I have a life insurance policy worth about $80,000. I wanted to know the best way to have the money invested so my children can use it for college. Is a 529 plan the best way to go? Or should I invest the money another way?
— Beth B.
Dear Beth B.,
First off, I want to express my sympathies to you and your family.
You should work with a life insurance agent and attorney to structure your life insurance policy to work toward the goal of having the insurance proceeds invested for the children’s college educations.
Your life insurance agent, in conjunction with your attorney, can also help you decide if an accelerated death benefit — rather than having the beneficiaries receive it after your death — makes more sense in accomplishing your goals for this money.
Since the children named as beneficiaries of the insurance policy are minors, you’ll want to name a trustee to manage the insurance money. A pot trust could make more sense than separate 529 college savings accounts.
A pot trust pools the money for all the children in one trust and allows the trustee to use discretion in how the money is spent. For example, if you are adamant that the money should only be spent for education, a child who decides not to go to college will not share in the trust proceeds.

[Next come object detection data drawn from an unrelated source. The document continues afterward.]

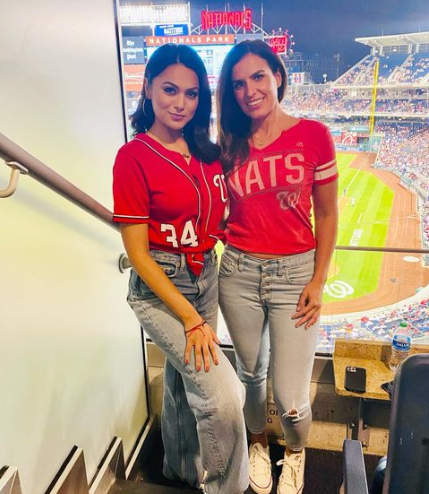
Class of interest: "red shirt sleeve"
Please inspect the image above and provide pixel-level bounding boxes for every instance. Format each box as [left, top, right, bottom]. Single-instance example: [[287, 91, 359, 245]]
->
[[314, 125, 338, 185], [113, 149, 150, 223]]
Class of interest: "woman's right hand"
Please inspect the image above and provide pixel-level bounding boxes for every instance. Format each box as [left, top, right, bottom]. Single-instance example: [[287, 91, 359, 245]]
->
[[185, 321, 220, 372]]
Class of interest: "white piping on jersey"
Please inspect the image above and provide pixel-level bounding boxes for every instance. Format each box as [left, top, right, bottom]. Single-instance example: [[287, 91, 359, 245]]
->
[[113, 214, 149, 220], [134, 137, 201, 229], [200, 160, 214, 240], [316, 159, 337, 172], [192, 254, 204, 266], [209, 233, 221, 242]]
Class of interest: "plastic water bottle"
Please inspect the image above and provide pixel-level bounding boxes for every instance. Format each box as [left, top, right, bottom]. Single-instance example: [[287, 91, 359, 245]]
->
[[389, 321, 412, 372]]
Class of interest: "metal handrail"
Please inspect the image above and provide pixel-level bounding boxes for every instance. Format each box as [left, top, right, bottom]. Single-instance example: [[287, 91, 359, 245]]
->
[[0, 133, 119, 230], [0, 161, 28, 199], [0, 133, 429, 262]]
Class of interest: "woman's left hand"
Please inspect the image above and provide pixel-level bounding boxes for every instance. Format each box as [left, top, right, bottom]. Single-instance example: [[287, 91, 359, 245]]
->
[[292, 280, 324, 329]]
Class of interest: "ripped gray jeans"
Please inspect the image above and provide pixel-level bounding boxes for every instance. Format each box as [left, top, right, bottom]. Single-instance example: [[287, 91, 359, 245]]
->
[[219, 245, 319, 451]]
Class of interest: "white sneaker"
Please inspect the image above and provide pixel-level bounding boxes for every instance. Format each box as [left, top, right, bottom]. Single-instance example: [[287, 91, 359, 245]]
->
[[249, 443, 273, 494], [277, 449, 305, 494]]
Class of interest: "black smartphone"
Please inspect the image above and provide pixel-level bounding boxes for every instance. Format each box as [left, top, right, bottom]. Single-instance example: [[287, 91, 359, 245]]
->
[[344, 366, 366, 393], [380, 381, 393, 398]]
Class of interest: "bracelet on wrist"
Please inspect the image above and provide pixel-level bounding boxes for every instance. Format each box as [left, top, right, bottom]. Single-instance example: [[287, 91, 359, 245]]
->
[[185, 319, 207, 335]]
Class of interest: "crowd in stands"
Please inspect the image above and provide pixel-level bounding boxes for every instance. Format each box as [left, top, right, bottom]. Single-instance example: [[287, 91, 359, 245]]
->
[[335, 53, 429, 86], [316, 299, 429, 353], [283, 88, 429, 116]]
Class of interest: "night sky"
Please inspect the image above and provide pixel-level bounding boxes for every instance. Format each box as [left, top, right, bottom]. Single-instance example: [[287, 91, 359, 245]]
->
[[191, 0, 429, 66]]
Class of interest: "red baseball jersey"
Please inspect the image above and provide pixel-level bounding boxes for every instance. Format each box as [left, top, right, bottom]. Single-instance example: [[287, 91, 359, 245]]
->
[[226, 119, 338, 255], [113, 134, 227, 274]]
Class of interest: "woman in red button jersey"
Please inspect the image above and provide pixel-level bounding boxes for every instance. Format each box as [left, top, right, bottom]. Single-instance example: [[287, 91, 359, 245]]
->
[[218, 41, 337, 494], [113, 44, 249, 494]]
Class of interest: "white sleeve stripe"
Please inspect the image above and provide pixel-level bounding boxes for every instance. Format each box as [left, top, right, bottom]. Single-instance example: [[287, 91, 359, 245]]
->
[[314, 167, 337, 182], [113, 214, 149, 220], [316, 160, 337, 172]]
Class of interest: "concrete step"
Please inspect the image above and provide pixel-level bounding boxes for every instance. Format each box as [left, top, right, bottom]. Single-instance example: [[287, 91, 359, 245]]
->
[[109, 480, 201, 494]]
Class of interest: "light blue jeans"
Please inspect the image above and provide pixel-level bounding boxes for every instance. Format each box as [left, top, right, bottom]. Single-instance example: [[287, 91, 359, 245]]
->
[[219, 246, 318, 450], [128, 251, 249, 494]]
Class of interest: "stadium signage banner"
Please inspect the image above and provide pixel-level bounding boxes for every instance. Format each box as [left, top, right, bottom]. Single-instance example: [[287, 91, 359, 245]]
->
[[201, 9, 252, 30], [154, 24, 189, 36], [268, 34, 287, 55], [122, 36, 144, 64], [145, 34, 235, 46]]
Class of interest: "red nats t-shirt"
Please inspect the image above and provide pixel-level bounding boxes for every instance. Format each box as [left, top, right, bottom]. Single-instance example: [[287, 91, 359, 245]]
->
[[113, 134, 227, 273], [226, 119, 338, 255]]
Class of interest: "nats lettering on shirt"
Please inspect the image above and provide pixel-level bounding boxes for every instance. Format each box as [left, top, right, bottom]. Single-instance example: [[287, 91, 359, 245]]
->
[[113, 134, 227, 253], [226, 119, 338, 255]]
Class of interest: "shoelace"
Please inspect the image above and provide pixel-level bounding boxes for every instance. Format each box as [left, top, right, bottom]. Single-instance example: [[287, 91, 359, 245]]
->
[[276, 458, 302, 488], [252, 448, 271, 473]]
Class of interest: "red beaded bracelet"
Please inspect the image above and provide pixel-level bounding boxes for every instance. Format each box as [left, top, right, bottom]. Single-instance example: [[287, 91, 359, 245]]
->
[[185, 319, 207, 335]]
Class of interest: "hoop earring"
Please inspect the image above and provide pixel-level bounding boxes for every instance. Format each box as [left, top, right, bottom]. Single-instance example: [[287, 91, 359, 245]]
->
[[142, 98, 147, 117]]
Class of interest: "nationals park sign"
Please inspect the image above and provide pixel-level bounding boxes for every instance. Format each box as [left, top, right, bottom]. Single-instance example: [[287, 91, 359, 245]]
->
[[201, 9, 252, 30]]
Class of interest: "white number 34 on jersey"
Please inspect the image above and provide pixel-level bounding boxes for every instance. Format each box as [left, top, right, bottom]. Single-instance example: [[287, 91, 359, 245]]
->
[[161, 220, 198, 248]]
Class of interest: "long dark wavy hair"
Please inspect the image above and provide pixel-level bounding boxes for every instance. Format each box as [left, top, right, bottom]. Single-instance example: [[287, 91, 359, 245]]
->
[[217, 40, 287, 172], [131, 43, 220, 163]]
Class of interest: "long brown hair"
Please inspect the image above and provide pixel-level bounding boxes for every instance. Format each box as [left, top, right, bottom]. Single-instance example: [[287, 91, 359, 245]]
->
[[217, 40, 287, 172]]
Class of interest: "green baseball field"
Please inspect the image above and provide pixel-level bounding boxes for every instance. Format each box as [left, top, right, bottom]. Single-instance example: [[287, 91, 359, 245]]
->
[[324, 153, 394, 302]]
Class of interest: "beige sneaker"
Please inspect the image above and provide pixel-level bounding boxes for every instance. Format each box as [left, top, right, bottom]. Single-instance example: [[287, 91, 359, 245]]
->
[[277, 449, 305, 494], [249, 443, 273, 494]]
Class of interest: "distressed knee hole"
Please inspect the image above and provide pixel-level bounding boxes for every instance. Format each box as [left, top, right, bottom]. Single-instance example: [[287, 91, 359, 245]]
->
[[282, 403, 311, 422]]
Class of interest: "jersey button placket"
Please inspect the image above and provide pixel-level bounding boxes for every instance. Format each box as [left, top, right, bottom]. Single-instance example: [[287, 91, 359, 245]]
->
[[261, 264, 271, 300]]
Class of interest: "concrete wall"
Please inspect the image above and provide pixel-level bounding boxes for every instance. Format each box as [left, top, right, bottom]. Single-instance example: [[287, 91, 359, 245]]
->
[[0, 0, 148, 494]]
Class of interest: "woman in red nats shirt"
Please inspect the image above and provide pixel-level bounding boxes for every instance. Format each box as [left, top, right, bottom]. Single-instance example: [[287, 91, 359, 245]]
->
[[113, 44, 249, 494], [218, 41, 337, 494]]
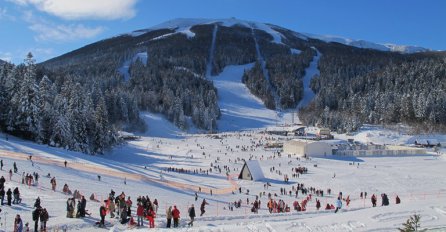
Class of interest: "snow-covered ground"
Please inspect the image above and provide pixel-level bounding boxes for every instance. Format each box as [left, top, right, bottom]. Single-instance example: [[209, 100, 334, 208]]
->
[[212, 64, 279, 131], [118, 52, 149, 81], [297, 49, 321, 109], [0, 120, 446, 231], [0, 59, 446, 232]]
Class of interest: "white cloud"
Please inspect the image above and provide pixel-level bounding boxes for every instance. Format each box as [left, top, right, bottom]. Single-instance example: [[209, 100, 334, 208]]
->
[[0, 7, 15, 21], [0, 52, 12, 62], [29, 23, 104, 41], [10, 0, 138, 20], [24, 11, 105, 42]]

The big advantage to 529 college savings accounts is that distributions used to pay for qualified educational expenses are free of federal income tax. There can be state income tax savings on the contributions and distributions as well.
However, taxes shouldn’t be the tail wagging the dog in deciding to invest in a 529 account. You need to consider investment options, fees and expenses, as well as the tax impact.
529 prepaid plans are another type of tax-advantaged college savings account. The prepaid plans lock in the cost of college. Because college-cost inflation is outstripping regular inflation and investment returns, prepaid plans can be a good choice for some children. A prepaid plan may offer the biggest bang for the buck in trying to finance a college education for three children with $80,000.
Savingforcollege.com provides a nice overview of the different types of accounts, and investments in those accounts, in “College Savings 101.”
My concern is that you may have two layers of administration of these accounts — the trustee for the children and the custodian/trustee of the 529 account. Those fees plus any investment management fees charged by the portfolio manager will be a drag on overall returns.
The pot trust could accomplish your goal at a lower overall cost.